A review by aggressive_nostalgia
Cursor's Fury by Jim Butcher

4.0

So, so, so. I’m assigning this book a rating of four stars, which is a compromise between how I feel this book performs technically (three stars…possibly three and a half) and the emotional experience of reading it (solid five stars). This isn’t a disclaimer I usually have to put in front of reviews—because normally books with these kinds of flaws aren’t fun for me to read. But Cursor’s Fury is a surprising exception.

(Fair warning: it’s been less than a day since I finished this book, so the review might ramble a bit, bathed as it is in the sheen of triumph and joy that descends on someone upon finishing an especially enjoyable book.)

The big “twists” in this book will be patently obvious to any moderately experienced reader of high fantasy. I can’t speak to the realism of the First Aleran’s military structure and the decisions made within it (but I’m skeptical). Occasionally, Butcher tries a little to hard to be loquacious and ends up writing a few flat-out confusing sentences. Exposition was maybe a little (read: definitely a lot) overused at times, generally when characters were recapping events to each other and explaining every single twist and turn of their thought processes.

Yet as unsurprising and potentially implausible as this story was, I loved every minute of reading it. I did not care about its flaws while I was reading it, and I don’t care (much) after finishing it. It was awesome. Even though the major twists fall a little flat, all the little moments in between were gripping and suspenseful and emotional in all the right places. There were a few good laugh-out-loud-funny moments. I was immersed with no regrets. I love (or hate, as necessary) the characters—almost all of them (Amara still grates on me a little), which doesn’t happen to me very often in books with a character roster this big and diverse. Almost every protagonist and many supporting characters undergo some extent of development, which again, given the size of the cast, I find pretty impressive.

(Speaking of characters: major shout-out to Tavi for keeping his angst about not being able to furycraft to a minimum throughout this series. I can’t overstate how refreshing it is that we the readers know that Tavi feels that emptiness and is frustrated and saddened by it, but don’t have it shoved in our faces every ten pages. He has brief, occasional moments of acknowledging how much it sucks for him that he can’t craft, and then gets on with the business of being awesome in spite of it. Well done.)

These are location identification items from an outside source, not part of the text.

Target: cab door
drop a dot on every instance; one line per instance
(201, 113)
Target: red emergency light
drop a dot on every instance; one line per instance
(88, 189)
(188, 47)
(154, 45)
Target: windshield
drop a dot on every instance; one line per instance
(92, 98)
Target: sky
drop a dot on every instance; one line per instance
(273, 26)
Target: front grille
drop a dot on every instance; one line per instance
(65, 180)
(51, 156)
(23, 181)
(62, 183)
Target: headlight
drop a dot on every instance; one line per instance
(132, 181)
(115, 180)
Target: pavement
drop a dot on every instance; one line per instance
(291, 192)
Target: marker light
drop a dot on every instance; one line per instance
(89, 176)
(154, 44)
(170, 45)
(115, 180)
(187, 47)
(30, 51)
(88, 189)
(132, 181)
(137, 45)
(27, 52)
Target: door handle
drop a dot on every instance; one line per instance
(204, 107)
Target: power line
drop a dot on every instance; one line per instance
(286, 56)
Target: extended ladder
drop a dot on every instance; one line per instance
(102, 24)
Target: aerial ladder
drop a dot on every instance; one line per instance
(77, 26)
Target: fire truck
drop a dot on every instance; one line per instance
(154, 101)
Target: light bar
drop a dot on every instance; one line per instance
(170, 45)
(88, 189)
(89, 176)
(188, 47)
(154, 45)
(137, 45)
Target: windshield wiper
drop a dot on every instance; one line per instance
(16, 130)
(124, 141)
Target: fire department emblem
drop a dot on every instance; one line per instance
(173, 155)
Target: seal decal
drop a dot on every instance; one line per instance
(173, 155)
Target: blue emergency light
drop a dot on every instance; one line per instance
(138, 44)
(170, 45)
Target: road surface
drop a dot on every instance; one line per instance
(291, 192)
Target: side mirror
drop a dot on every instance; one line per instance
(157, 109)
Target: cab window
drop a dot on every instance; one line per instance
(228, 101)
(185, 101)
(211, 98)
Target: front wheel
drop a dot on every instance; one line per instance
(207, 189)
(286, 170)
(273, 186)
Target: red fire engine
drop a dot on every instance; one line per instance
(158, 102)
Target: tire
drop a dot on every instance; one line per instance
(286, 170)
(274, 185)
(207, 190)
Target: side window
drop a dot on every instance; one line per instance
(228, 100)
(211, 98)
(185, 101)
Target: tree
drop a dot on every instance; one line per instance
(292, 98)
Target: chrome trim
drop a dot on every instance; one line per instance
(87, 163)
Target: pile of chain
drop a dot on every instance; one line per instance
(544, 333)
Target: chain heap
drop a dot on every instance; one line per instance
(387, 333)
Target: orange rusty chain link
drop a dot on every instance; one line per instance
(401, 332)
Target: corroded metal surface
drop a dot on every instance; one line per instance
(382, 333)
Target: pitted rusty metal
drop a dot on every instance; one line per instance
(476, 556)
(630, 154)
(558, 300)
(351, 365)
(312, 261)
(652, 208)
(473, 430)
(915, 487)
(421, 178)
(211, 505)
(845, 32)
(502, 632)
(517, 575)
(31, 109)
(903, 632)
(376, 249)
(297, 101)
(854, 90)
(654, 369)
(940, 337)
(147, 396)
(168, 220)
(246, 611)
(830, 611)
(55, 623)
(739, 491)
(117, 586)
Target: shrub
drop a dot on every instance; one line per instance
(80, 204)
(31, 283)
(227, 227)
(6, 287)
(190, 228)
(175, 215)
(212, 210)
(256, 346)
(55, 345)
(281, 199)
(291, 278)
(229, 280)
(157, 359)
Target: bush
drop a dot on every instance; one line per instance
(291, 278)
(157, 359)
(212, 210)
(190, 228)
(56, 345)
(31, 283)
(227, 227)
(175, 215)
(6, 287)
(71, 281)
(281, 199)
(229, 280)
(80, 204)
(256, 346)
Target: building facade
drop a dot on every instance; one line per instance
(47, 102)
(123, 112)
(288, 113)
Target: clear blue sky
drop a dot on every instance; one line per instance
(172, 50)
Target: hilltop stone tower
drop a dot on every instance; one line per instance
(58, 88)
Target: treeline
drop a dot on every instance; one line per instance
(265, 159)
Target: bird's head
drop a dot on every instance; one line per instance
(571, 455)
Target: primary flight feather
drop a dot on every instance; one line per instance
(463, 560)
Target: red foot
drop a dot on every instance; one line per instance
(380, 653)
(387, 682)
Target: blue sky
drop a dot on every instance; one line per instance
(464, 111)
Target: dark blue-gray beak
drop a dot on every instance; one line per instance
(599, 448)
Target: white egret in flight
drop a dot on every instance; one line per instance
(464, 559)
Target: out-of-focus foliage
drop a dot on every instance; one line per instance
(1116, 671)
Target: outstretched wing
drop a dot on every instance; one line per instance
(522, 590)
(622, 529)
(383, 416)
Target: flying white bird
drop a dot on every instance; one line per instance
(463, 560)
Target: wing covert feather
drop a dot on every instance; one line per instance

I also liked that Butcher didn’t go the route of “Oh no! His secret identity has been discovered! Trouble! Panic! Super awkwardness! Instant distrust! Major character regression!” which I thought might happen from when Tavi first went undercover. Not that that’s never a valid plot, but I personally hate reading that kind of thing and it would have been much less interesting than what actually did happen.

I couldn’t put the book down throughout the whole battle at the Elinarch—and I usually don’t even like massive, extended battle sequences in literature. Butcher’s imagery was quite clear and easy to follow without being simplistic, as was the actual strategy used by the characters. I was pleased to find that, in my opinion, Tavi’s touted genius isn’t too lofty a label: his synthesis of old Romanic engineering with others’ crafting is actually pretty brilliant, as well as unique. Go big or go home—but, unlike many attempts at this trope, which end up feeling contrived or underwhelming, Butcher actually succeeds in making his likable and empathetic main character a total badass.

One more small thing:
SpoilerI have to say I really enjoyed that Tavi’s first use of furycrafting was some minor thing that nobody (who would have been impressed) even saw, rather than a gigantic, conveniently day-saving event witnessed by an awed assemblage of key characters (which kind of revelation is, as a writer, sorely tempting). It kept the focus squarely on the interaction between the characters in the scene rather than milking the moment for spectacle and plot advancement (which we had plenty of int he previous several chapters). (It was also pretty humorous. “Off! On! Off! On! Off! Did you see it, Kitai?”) Very nicely done.


I have the fourth Codex Alera book on hold at the library. Now that we have what I feel are the biggest/most obvious reveals out of the way, I have high hopes that the later installments in the series will be less predictable and more technically excellent, while being just as much fun to read. Huzzah!